The province’s arm’s-length business development agency has written off the more than $10 million it was owed by Techlink when the Cape Breton company went out of business.
In all, Nova Scotia Business Inc. wrote off $26,236,023 that it was owed for the 2016-17 fiscal year. By far, the largest amount was owed by Techlink International Entertainment Ltd., a gaming software developer.
There were four writeoffs related to Techlink, totalling $10,088,824.
NSBI also wrote off $238,418 that was owed to it by another Cape Breton company, Billdidit.
In 2015, a receiver was appointed by three of Techlink Entertainment’s secured creditors — including NSBI — to take possession of its assets, including patents and technology, and to proceed with their sale.
NSBI provided information Tuesday indicating that it recovered $488,816 from Techlink and $125,210 from Billdidit. The writeoffs occurred after NSBI acted on all security.
Techlink, headed by John Xidos, billed itself as a responsible gaming technology firm that first opened in 1994. The company closed its doors in June 2015 after it laid off an unconfirmed number of staff.

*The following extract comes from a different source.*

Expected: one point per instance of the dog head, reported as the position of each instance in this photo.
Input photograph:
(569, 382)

It previously had 60 employees.
Its Sydney River building was under the security of the Business Development Bank of Canada, which appointed its own receiver.

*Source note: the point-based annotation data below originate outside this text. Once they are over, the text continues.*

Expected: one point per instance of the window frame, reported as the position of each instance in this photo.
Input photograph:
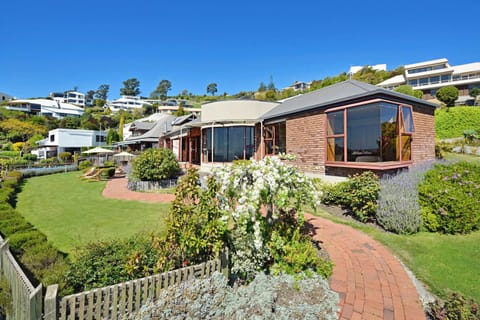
(371, 165)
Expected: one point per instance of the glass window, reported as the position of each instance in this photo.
(407, 119)
(275, 138)
(435, 79)
(423, 81)
(335, 123)
(229, 143)
(363, 133)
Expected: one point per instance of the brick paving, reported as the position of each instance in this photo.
(370, 281)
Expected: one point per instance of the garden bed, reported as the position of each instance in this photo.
(146, 186)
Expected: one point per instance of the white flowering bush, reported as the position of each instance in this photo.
(247, 190)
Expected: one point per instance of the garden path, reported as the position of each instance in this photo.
(116, 188)
(371, 282)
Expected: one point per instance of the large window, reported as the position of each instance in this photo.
(377, 132)
(229, 143)
(275, 136)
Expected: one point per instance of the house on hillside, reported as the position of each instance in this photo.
(45, 107)
(337, 130)
(430, 76)
(69, 140)
(146, 134)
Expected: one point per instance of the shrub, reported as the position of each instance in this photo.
(85, 164)
(155, 164)
(103, 263)
(447, 95)
(455, 307)
(194, 232)
(450, 198)
(398, 207)
(358, 194)
(267, 297)
(452, 124)
(107, 173)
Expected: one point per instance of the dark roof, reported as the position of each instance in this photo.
(159, 128)
(334, 94)
(142, 125)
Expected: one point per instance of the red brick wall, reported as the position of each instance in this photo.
(306, 140)
(423, 139)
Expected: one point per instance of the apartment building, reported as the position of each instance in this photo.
(429, 76)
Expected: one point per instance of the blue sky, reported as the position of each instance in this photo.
(55, 45)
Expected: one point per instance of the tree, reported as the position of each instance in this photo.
(112, 136)
(447, 95)
(271, 85)
(131, 87)
(408, 90)
(102, 92)
(161, 90)
(212, 88)
(262, 87)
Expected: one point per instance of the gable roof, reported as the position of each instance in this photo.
(336, 93)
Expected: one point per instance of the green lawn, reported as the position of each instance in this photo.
(72, 212)
(462, 157)
(442, 262)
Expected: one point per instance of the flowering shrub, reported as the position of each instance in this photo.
(266, 297)
(398, 207)
(358, 194)
(450, 198)
(244, 190)
(155, 164)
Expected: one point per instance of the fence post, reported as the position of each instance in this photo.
(224, 263)
(51, 302)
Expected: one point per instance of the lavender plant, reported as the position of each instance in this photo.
(398, 206)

Techlink ran into difficulty in 2014 when the province pulled the plug on its responsible gambling system in video lottery terminals across Nova Scotia. The provincial government had refused the company a $750,000 cash advance on a contract with Atlantic Lottery Corp.
NSBI had been an investor in Techlink since 2004 and had its money invested in the company through equity investments and outstanding loan amounts. The company also attracted almost $22.5 million in private investment.
In 2015, the liquidation of the Billdidit manufacturing plant and its contents — including numerous pieces of machinery and equipment — was listed on an auction and appraisal website. Billdidit, headed by company president Joe Menchefski, filed for receivership that year, according to an insolvency records search.
The company recorded no liabilities or assets with the Office of the Superintendent of Bankruptcy Canada. A year earlier, Billdidit laid off 16 employees following news that the Atlantic Canada Opportunities Agency had pulled the company’s $500,000 loan.
Sabian, an internationally renowned cymbal designer and manufacturer based in New Brunswick, acquired Billdidit in January 2014. Billdidit began operations in 2009. While it primarily developed and sold drum and percussion-related equipment, it also provided design assistance, 3D printing, advanced computer-controlled machining and component electroplating.
Techlink’s Sydney River building is seen in this June 2015 file photo.